Segundo ela, quem ajuda a pagar as contas são a sua mãe e o padrasto, ambos aposentados, porque a pensão das suas duas filhas, de 16 e 14 anos, é de R$ 1.300 e o valor do aluguel é R$ 900. O pai do seu caçula, de sete anos, não assumiu o filho e foi morar no exterior, e ela diz que não tem como encontrá-lo.
“Eu nunca fui incentivada a estudar pelo meu ex-marido, apesar dele ser professor. Antes eu trabalhava na delegacia do trabalho em Belém, mas depois da licença maternidade e da transferência dele para o interior do Pará, a desculpa de sempre era que eu tinha de cuidar dos filhos. Me casei aos 19 anos e somente quando me divorciei voltei a estudar, e para isso sai do Pará e vim para São Paulo há nove anos”, conta.
A luta de Júlia é o retrato de um problema estrutural e histórico. As mulheres, mesmo em ciclos econômicos mais expansivos são as menos procuradas para ocupar vagas de trabalho, afirma a economista e pesquisadora do mercado de trabalho, Marilane Teixeira.

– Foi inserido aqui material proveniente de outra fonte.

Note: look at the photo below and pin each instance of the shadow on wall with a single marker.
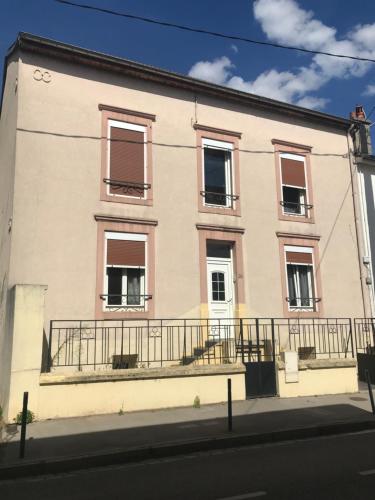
(370, 206)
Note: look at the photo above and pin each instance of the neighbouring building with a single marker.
(148, 220)
(365, 168)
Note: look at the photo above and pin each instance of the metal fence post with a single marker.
(351, 336)
(229, 404)
(23, 424)
(49, 360)
(367, 374)
(241, 340)
(273, 339)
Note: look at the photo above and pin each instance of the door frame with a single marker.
(225, 234)
(230, 282)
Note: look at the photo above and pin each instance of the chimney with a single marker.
(358, 114)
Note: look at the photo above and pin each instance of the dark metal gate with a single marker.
(257, 345)
(365, 347)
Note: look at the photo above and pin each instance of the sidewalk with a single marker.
(152, 433)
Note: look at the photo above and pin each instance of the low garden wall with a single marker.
(317, 377)
(92, 393)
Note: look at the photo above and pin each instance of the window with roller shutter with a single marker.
(300, 278)
(294, 189)
(127, 160)
(125, 271)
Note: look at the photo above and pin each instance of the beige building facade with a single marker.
(234, 205)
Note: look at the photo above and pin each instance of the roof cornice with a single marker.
(32, 43)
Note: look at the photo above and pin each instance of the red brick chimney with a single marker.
(358, 114)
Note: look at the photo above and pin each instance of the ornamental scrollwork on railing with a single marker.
(128, 188)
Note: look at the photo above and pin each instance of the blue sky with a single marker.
(332, 85)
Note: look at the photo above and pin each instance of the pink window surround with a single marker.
(135, 118)
(206, 132)
(228, 234)
(309, 241)
(138, 226)
(301, 150)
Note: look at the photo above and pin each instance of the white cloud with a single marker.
(312, 102)
(217, 71)
(369, 90)
(285, 22)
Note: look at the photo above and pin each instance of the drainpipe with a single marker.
(358, 228)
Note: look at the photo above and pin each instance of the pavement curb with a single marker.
(68, 464)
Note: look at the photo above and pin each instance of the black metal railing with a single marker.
(215, 198)
(131, 343)
(125, 301)
(295, 208)
(128, 188)
(297, 303)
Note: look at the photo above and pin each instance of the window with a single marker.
(125, 271)
(293, 184)
(218, 170)
(127, 160)
(300, 278)
(217, 173)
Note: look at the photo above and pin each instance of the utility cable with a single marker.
(211, 33)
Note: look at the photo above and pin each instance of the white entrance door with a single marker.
(220, 295)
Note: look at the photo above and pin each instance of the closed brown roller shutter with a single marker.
(126, 158)
(125, 253)
(299, 258)
(293, 172)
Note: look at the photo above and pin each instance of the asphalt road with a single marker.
(338, 467)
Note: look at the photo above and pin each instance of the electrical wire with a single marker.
(211, 33)
(166, 145)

“São vários os fatores, a começar pela a ausência do Estado e da garantia de políticas públicas como creches e ensino integral. Somente no ano passado, 70% das crianças mais pobres, de zero a três anos, estavam sem vagas em creches. Isso é um problema gigantesco para as mulheres que precisam trabalhar”, diz a economista.
Outra dificuldade comum entre as mulheres que precisam deixar seus filhos em creche, é que elas procuram trabalho perto de suas casas para dar tempo de levar e buscar seus filhos em horários compatíveis com sua carga horária.

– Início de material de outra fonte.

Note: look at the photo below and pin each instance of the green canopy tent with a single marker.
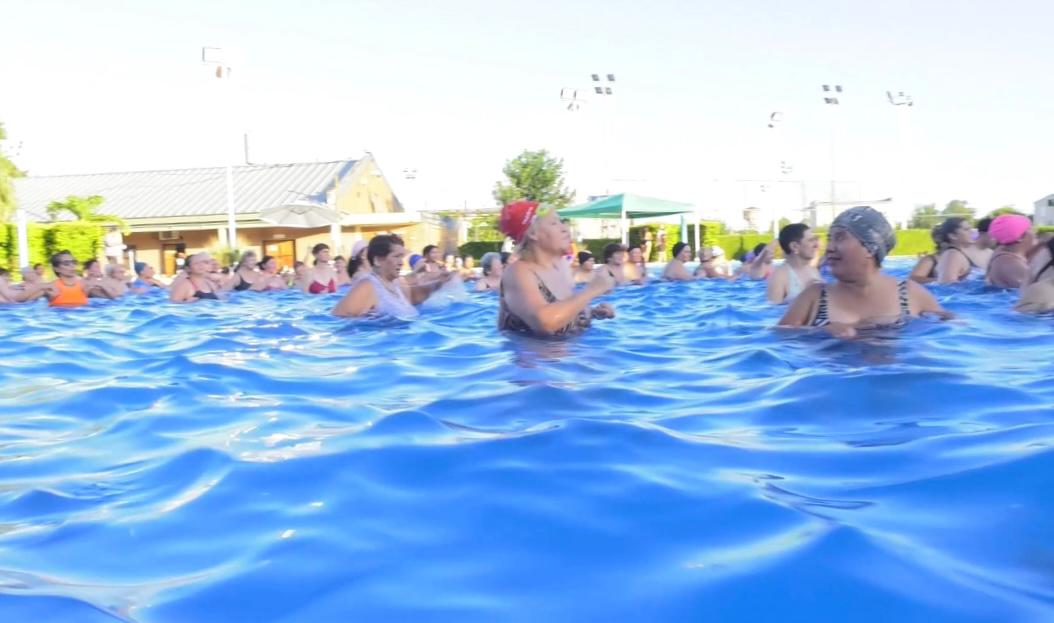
(625, 207)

Segundo Marilane Teixeira, a pandemia reforçou essa situação de desemprego entre as mulheres com o aumento da sobrecarga de trabalho dentro de casa. São elas que normalmente cuidam dos enfermos, das crianças e dos idosos; uma situação que se agravou com o abandono da política de cuidados dos dois últimos governos.

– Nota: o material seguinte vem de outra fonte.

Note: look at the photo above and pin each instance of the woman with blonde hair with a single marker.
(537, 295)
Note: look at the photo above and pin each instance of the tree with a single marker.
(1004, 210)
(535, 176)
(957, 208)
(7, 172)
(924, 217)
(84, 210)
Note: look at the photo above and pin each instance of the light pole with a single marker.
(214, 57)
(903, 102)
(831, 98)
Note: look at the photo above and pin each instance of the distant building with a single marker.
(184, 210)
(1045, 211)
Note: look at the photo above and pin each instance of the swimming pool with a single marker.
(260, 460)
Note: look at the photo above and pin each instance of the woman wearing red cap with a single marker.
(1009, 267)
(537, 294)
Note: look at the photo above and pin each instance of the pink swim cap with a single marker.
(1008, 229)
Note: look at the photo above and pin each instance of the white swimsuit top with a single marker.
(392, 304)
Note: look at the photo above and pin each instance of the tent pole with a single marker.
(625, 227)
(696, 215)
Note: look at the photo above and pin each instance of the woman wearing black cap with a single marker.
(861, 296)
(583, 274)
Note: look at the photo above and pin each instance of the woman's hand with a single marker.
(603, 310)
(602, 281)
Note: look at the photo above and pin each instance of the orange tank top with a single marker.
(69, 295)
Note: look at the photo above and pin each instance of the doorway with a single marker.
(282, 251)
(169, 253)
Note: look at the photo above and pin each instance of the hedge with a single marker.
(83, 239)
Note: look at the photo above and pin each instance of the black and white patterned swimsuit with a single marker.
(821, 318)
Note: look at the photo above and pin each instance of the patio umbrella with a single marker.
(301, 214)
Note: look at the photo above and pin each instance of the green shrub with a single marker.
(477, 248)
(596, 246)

Além desse problema estrutural, o tipo de emprego que vem se recuperando na economia acaba absorvendo o sexo masculino, como a construção civil, composta por 90,6% de homens. A alta no setor foi de 4,3% no contingente de assalariados (mais 80,8 mil).
As mulheres eram maioria nos setores de educação (66,9%); alojamento e alimentação (55,7%) e outras atividades de serviços (52,9%), os mais prejudicados pela pandemia. O segmento com a maior queda de assalariados foi alojamento e alimentação: -19,4% (ou menos 373,2 mil).
“Como as mulheres estão inseridas em atividades que ainda apresentam dificuldades em serem retomadas, como os serviços, a educação, e o trabalho doméstico, a tendência é a mulher ter mais dificuldade em se recolar no mercado”, afirma a economista.
“No auge da pandemia foram perdidas quase 1 milhão de vagas de trabalhos domésticos”, complementa Marilane.
A secretária da Mulher Trabalhadora da CUT Nacional, Juneia Batista, concorda que as mulheres encarregadas de cuidar dos filhos e pais idosos, imposição do modelo de sociedade patriarcal em que vivemos, são as mais prejudicadas.
“Veja o exemplo da Júlia, casou jovem, teve filhos e somente quando conseguiu se divorciar voltou a estudar e trabalhar. Milhares de mulheres vivem situação idêntica. Para mudar isso, é preciso políticas públicas que atendam as mulheres trabalhadoras”, diz Juneia.
A dirigente defende que o empoderamento feminino, se dará por meio da educação e da formação, com reflexos no mundo do trabalho.
“Eu acredito que a mudança do comportamento vem pela educação, pela formação, com igualdade de oportunidades para homens e mulheres no mercado de trabalho”, finaliza Juneia Batista.
Outros dados da pesquisa do IBGE
- De 2019 para 2020, o número total de trabalhadores assalariados em empresas e outras organizações ativas caiu de 46,2 milhões para 45,4 milhões, (1,8% a menos).
- A participação feminina entre os assalariados das empresas formais do país caiu de 44,8% para 44,3%, em 2020. É a menor porcentagem desde 2016, ano em que houve o impeachment da ex-presidenta Dilma Rousseff.
- Entre os homens, a redução de empregos foi menor, de 0,9%. O número de assalariados recuou de 25,5 milhões para 25,3 milhões. Isso significa que os homens perderam 231,7 mil postos, o equivalente a 28,1% de todas as vagas encerradas à época.